Data Integration Framework
Principles for Data Integration
About CPSIC
In 2009, Australian Government Portfolio Secretaries established a Cross Portfolio Statistical Integration Committee (CPSIC), jointly chaired by DoHA and ABS, to create an Australian government approach to facilitate linkage of social, economic and environmental data for statistical and research purposes.
Cross Portfolio Statistical Integration Committee members were:
- Attorney-General’s Department
- Australian Bureau of Agricultural and Resource Economics
- Australian Bureau of Statistics
- Australian Public Service Commission
- Department of Broadband, Communications and the Digital Economy
- Department of Defence
- Department of Education, Employment and Workplace Relations
- Department of Families, Housing, Community Services and Indigenous Affairs
- Department of Finance and Deregulation
- Department of Foreign Affairs and Trade
- Department of Health and Ageing
- Department of Human Services
- Department of Immigration and Citizenship
- Department of Infrastructure and Transport
- Department of Innovation, Industry, Science and Research
- Department of Resources, Energy and Tourism
- Department of Sustainability, Environment, Water, Population and Communities
- Department of the Prime Minister and Cabinet
- Department of the Treasury
- Department of Veterans’ Affairs
Statistical Integration - Why?
Statistical data integration involves integrating unit record data from different administrative and/or survey sources to provide new datasets for statistical and research purposes. The approach leverages more information from the combination of individual datasets than is available from the individual datasets taken separately. Statistical integration aims to maximise the potential statistical value of existing and new datasets, to improve community health, as well as social and economic wellbeing by integrating data across multiple sources and by working with governments, the community and researchers to build a safe and effective environment for statistical data integration activities.

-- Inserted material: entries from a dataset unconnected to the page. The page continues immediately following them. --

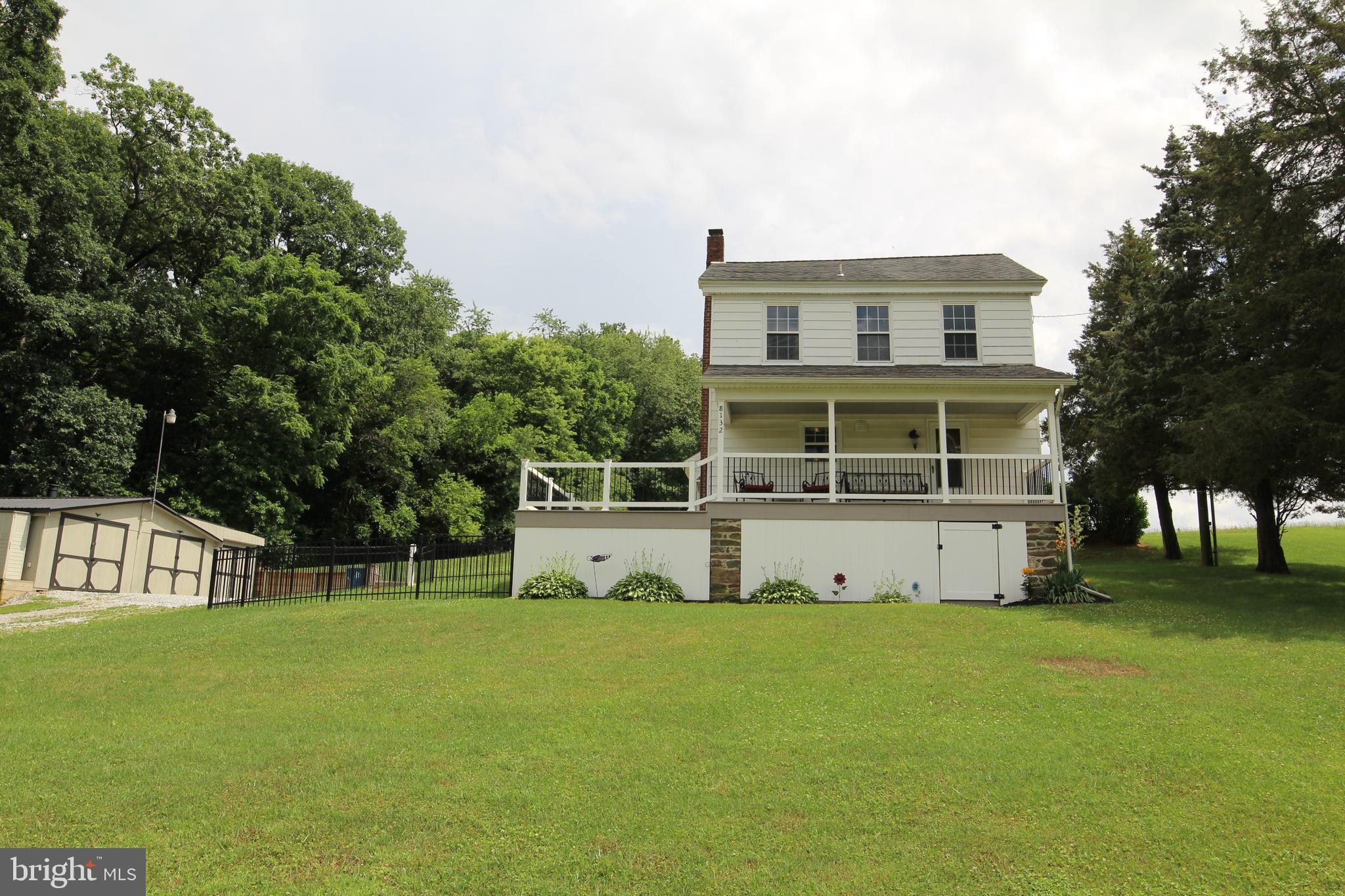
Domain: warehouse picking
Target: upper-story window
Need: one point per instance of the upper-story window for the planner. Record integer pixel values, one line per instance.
(875, 340)
(782, 332)
(959, 332)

Integrated datasets provide public benefits in terms of improved research, supporting good government policy making, program management and service delivery. Integrated datasets also create an important opportunity to expand the range of official statistics to better inform Australian society.
Principle One - Strategic Resource
Responsible agencies should treat data as a strategic resource and design and manage administrative data to support their wider statistical and research use.
This principle aims to maximise statistical and research use of existing and new Commonwealth data sets.
Administrative data represents a public asset that requires protection and management for appropriate purposes. When designing and managing administrative datasets, the responsible agency should consider the potential statistical value of the datasets for public good, both in terms of use by their own agency, and use more broadly. Administrative data cannot be used for statistical purposes if this contravenes legislation, or any commitment made to data providers or the data is commercial in confidence. Nor should it be used for statistical purposes if this use clearly threatens the integrity of the administrative data.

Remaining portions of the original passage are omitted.